WiredTiger cursors can be configured for bulk-load using the bulk
configuration keyword to WT_SESSION::open_cursor. Bulk-load is a "fast
path" for quickly loading a large number of rows. Bulk-load may only be used on newly created objects, and an object being bulk-loaded is not accessible from other cursors.
Cursors configured for bulk-load only support the WT_CURSOR::insert and WT_CURSOR::close methods. Bulk load inserts are non-transactional: they cannot be rolled back and ignore the transactional state of the WT_SESSION in which they are opened.
When doing a bulk-load insert, keys must be inserted in sorted order.
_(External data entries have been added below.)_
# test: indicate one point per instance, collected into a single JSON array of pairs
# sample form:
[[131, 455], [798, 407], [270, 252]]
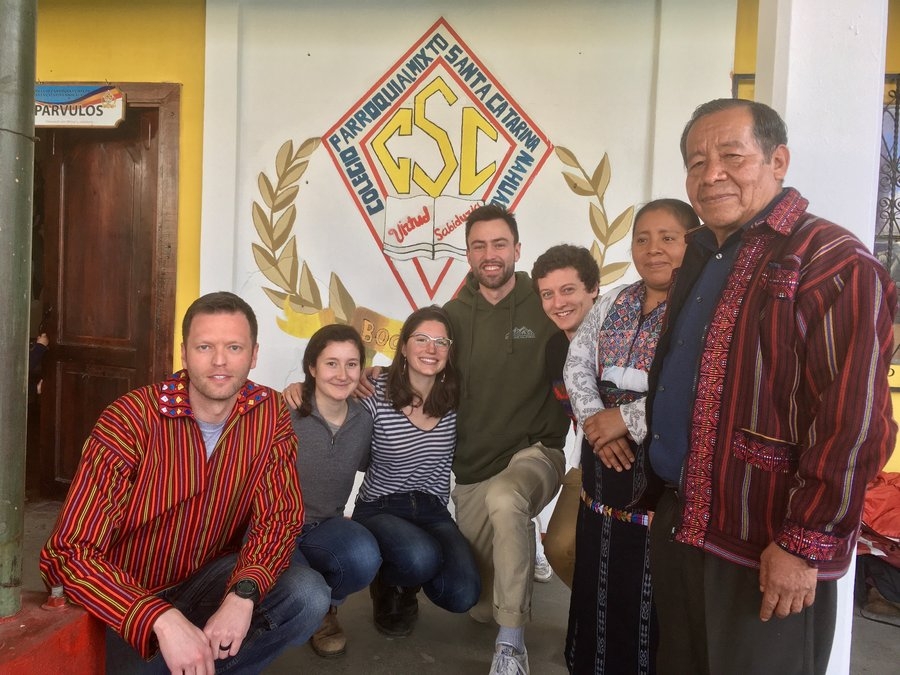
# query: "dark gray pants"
[[708, 611]]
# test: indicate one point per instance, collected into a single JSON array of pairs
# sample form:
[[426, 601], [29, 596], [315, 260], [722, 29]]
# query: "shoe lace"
[[507, 662]]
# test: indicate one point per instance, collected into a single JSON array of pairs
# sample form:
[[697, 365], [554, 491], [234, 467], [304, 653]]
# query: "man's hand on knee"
[[184, 647], [788, 583], [227, 628]]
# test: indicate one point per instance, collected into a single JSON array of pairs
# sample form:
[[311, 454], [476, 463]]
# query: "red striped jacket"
[[792, 416], [146, 509]]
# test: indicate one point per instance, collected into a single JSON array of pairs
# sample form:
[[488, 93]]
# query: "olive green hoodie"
[[507, 403]]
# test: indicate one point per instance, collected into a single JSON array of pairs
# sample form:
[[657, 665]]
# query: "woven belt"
[[618, 514]]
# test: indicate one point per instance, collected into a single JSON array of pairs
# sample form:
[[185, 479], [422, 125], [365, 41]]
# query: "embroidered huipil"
[[792, 416], [146, 509]]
When doing a bulk-load insert into a column-store object, any skipped records will be created as already-deleted rows. If a column-store bulk-load cursor is configured with append
, the cursor key will be ignored and each inserted row will be assigned the next sequential record number.
When using the sort
utility on a Linux or other POSIX-like system to pre-sort keys, the locale specified by the environment affects the sort order and may not match the default sort order used by WiredTiger. Set LC_ALL=C
in the process' environment to configure the traditional sort order that uses native byte values.
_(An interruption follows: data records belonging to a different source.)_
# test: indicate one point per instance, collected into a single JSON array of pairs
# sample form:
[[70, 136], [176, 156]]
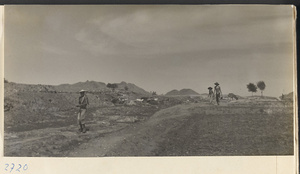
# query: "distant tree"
[[252, 88], [261, 85], [232, 96], [112, 86], [126, 88]]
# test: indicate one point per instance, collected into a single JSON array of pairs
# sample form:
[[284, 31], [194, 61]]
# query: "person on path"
[[218, 92], [83, 102], [210, 94]]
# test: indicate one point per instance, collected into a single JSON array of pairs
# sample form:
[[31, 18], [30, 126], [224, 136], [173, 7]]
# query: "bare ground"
[[195, 129]]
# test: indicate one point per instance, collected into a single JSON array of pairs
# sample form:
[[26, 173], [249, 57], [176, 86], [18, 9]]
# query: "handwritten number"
[[6, 166], [25, 167], [20, 166], [13, 166]]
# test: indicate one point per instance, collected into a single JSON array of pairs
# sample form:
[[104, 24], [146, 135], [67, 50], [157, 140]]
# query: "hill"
[[88, 85], [132, 88], [182, 92]]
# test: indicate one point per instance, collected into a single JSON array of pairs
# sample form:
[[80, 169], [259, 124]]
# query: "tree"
[[126, 88], [112, 86], [261, 85], [252, 88]]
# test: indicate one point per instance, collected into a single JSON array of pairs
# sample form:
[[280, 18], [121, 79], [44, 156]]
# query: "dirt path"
[[198, 130]]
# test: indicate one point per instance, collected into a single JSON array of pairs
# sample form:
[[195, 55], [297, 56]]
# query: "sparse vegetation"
[[113, 86], [261, 85], [252, 88]]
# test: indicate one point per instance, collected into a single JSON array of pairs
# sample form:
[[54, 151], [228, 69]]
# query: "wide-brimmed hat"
[[82, 91]]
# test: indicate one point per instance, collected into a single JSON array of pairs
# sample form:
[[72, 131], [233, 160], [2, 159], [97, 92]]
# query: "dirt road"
[[200, 129]]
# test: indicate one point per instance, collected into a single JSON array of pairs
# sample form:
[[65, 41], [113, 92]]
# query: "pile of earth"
[[182, 92]]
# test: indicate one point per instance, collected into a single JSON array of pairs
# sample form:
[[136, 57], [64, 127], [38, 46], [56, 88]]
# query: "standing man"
[[83, 102], [210, 94], [218, 92]]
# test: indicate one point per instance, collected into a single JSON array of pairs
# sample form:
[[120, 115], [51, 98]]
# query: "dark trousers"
[[218, 98]]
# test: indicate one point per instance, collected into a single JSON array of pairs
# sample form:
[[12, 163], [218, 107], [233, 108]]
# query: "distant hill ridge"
[[182, 92], [87, 85], [99, 86]]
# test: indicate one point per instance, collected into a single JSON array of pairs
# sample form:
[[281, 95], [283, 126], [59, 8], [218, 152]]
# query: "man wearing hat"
[[83, 102], [210, 94], [218, 92]]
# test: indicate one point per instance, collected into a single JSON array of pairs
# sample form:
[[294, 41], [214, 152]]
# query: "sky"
[[157, 47]]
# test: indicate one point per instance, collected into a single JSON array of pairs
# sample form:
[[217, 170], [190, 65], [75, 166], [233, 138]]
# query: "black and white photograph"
[[149, 80]]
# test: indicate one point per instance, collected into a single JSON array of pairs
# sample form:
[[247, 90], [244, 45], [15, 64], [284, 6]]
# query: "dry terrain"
[[44, 124]]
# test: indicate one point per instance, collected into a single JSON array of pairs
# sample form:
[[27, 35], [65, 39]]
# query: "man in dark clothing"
[[83, 102], [218, 92]]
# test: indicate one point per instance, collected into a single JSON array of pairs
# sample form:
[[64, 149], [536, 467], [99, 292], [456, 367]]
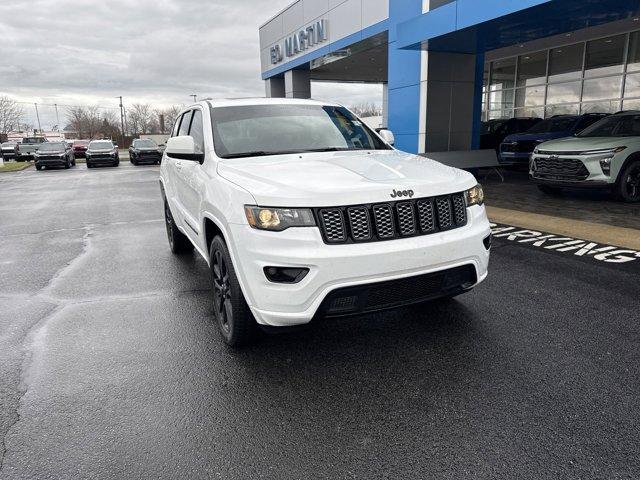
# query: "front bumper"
[[590, 174], [513, 158], [333, 267]]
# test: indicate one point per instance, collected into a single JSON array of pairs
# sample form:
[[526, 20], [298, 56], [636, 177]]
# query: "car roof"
[[231, 102]]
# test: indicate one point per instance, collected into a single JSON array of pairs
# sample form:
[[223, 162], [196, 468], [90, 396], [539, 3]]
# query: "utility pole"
[[57, 117], [121, 118], [38, 117]]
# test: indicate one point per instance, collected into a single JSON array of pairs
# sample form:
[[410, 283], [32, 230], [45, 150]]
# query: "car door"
[[191, 173], [177, 184]]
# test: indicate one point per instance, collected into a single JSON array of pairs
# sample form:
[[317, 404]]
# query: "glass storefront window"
[[604, 56], [501, 99], [565, 63], [532, 69], [552, 110], [529, 112], [611, 106], [503, 73], [633, 58], [530, 96], [632, 85], [601, 88], [564, 93]]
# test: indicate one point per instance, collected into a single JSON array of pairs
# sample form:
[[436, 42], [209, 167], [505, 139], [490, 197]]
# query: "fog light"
[[285, 274], [605, 165]]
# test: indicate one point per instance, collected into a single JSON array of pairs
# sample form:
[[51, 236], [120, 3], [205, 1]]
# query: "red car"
[[80, 148]]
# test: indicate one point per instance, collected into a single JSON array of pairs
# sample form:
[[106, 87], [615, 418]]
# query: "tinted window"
[[184, 123], [565, 63], [197, 132], [558, 124], [276, 129], [604, 56]]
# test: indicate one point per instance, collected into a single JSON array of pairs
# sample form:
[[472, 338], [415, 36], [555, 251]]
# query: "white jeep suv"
[[303, 212]]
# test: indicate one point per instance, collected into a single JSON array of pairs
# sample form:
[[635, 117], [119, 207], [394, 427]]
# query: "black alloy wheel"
[[233, 316], [628, 189]]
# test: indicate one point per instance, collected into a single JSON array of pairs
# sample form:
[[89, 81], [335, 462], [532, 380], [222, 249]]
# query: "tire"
[[627, 187], [178, 241], [232, 314], [549, 190]]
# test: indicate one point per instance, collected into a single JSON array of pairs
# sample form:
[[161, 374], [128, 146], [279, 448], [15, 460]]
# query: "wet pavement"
[[110, 365]]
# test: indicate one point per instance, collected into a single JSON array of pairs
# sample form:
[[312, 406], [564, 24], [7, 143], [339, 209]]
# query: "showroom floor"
[[110, 365]]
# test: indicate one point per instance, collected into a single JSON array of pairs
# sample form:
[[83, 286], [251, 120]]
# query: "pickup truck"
[[29, 147]]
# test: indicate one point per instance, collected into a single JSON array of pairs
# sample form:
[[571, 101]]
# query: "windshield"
[[252, 130], [101, 145], [144, 144], [32, 140], [52, 147], [615, 126], [557, 124], [492, 126]]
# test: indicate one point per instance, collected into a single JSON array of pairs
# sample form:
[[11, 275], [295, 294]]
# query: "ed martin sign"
[[299, 42]]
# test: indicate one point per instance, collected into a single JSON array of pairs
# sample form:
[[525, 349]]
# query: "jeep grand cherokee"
[[302, 211]]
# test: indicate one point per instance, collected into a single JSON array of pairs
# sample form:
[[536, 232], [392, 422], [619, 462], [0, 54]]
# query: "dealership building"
[[447, 66]]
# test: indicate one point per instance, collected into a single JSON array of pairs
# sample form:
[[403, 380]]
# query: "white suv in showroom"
[[303, 212]]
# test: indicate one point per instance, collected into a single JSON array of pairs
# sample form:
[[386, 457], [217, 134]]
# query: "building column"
[[385, 105], [297, 84], [274, 87]]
When bulk-loading fixed-length column store objects, the bulk
configuration string value bitmap
allows chunks of a memory resident bitmap to be loaded directly into an object. This is done by passing a WT_ITEM to WT_CURSOR::set_value, where the size field indicates the number of records in the bitmap (not the number of bytes) and the data pointer points to the proper number of bits, packed into bytes with no padding, most significant bits first. For example, if the value format is 3t
, the topmost three bits of the first byte hold the first value, the next three the second value, and to load the values 7, 6, 5, 4, 3, 2, 1, 0 one would use the three bytes 250, 195, 136.
The bitmap must be loaded starting at an aligned record number such that the data does not need to be shifted before being placed in the database; that is, the first record number to load must be a record that appears at the beginning of a byte. Since the first record number is 1, the first such record is 1, and the next is given by the bit packing. For example, if the value format is 3t
, every 8 records pack into 3 bytes, so legal starting record numbers are 1, 9, 17, etc. In general, the load record number less 1, multiplied by the bit size, should be a multiple of 8.
The number of records in each load should also in general be chosen to load a whole number of bytes, so that after loading one chunk the cursor is correctly positioned for loading another. This consideration can of course be ignored for the last chunk.